The serial murdering of innocents by the Kaniyat since 2011 undermines yet another tenacious myth: that of a Libya made of monolithic city-states and tribes neatly united behind one political stance. This was precisely the illusion Haftar wanted to promote by orchestrating February 19’s national conference in Tarhuna, less than four months before his coalition collapsed there. The communications effort, which had necessitated logistical prowess amid the raging war, was meant to project the troubled town as the nerve center of Arab and tribal legitimacy in Libya. The implicit message was that only Haftar’s coalition, headquartered in eastern Libya, is a safe, natural fit when it comes to governing the “true” population of Libya. Last month’s discoveries belie all of this. For many years before 2019, it was the Libyan National Army’s designated enemies, the Islamists and revolutionaries, who aided and abetted the Kaniyat as they instituted their rule-by-murder model.

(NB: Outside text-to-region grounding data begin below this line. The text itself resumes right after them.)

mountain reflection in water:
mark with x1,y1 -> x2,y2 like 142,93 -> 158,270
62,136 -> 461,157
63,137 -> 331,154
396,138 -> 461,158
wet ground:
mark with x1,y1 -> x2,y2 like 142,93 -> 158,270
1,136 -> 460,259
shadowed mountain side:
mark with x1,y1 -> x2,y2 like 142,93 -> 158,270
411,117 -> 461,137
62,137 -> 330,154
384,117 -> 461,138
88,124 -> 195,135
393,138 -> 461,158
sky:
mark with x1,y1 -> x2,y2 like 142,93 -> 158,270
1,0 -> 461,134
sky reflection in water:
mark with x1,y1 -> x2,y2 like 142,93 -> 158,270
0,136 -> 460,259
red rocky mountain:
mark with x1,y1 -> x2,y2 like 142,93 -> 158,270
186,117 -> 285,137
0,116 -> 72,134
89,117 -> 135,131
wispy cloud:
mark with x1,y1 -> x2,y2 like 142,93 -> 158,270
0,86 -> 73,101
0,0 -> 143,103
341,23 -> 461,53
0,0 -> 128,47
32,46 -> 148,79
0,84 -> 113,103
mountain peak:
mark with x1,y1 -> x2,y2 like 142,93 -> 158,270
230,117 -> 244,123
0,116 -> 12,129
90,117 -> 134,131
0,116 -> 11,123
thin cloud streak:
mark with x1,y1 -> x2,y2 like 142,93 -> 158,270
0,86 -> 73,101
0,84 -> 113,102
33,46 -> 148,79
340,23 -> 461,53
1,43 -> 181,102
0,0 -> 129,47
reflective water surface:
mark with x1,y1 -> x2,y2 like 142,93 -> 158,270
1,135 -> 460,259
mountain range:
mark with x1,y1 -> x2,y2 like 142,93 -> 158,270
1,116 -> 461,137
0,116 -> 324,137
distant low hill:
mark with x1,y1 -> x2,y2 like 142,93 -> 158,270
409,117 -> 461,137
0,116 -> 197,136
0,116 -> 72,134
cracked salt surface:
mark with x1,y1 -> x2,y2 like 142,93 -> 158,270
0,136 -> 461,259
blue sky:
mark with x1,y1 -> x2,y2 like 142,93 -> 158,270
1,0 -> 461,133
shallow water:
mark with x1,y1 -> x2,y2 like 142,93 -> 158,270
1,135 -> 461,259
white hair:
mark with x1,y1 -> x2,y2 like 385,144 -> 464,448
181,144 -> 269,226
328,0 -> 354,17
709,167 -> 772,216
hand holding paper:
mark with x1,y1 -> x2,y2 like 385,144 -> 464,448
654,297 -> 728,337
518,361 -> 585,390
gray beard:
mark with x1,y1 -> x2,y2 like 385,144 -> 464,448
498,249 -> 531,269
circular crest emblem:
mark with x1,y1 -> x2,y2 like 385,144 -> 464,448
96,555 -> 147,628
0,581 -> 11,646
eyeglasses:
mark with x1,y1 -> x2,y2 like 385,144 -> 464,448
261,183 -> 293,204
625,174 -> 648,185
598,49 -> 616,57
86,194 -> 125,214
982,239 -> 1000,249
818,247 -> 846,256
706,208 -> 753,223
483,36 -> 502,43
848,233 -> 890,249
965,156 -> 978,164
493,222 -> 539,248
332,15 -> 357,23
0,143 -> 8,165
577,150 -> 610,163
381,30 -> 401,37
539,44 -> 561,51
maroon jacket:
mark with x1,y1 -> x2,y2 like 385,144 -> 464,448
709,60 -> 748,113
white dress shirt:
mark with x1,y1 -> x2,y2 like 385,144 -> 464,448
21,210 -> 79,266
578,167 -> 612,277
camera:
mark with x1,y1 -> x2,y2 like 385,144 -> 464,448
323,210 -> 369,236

But starting in early 2019, Haftar endorsed the same approach for the purposes of a larger war, which resulted in an acceleration of the abuses in Tarhuna.

Not only that, Haftar’s involvement also introduced a foreign dimension that didn’t exist in Tarhuna before 2019. Once the Libyan National Army embraced the Kaniyat, the crimes on the local population served a specific geopolitical utility, not a merely parochial one. Several foreign states backing Haftar’s war, such as the United Arab Emirates, Egypt, Russia, and France, now had an incentive to see the marshal and the Kaniyat hold it at any cost. Civilian killings, which picked up after April 2019, just happened to be one of the tools to control a territory deemed vital to a wide military operation. The United Arab Emirates, France, and Egypt often tout the Libyan National Army as a champion in the fight against extremism. Even the White House did in April 2019. But in Tarhuna, if not other places, those states — whether knowingly or unwittingly — invoked the war on terror as a way to conceal extremist practices and help perpetuate them for more than a year.

Libya’s tragedy is far from over and foreign meddlers, including Turkey and Egypt, may grow even more brazen. The discovery of the mass graves in Tarhuna is an opportunity for Western and other publics to question the dangerous manner in which their governments play rhetorical games and obfuscate, only to allow outside interference to continue in Libya — even when that involves the routine murder of innocents less than 400 kilometers from the European Union.

 

 

Jalel Harchaoui is a research fellow in the Conflict Research Unit of the Clingendael Institute based in The Hague. His work focuses on Libya — in particular, the country’s security landscape and political economy.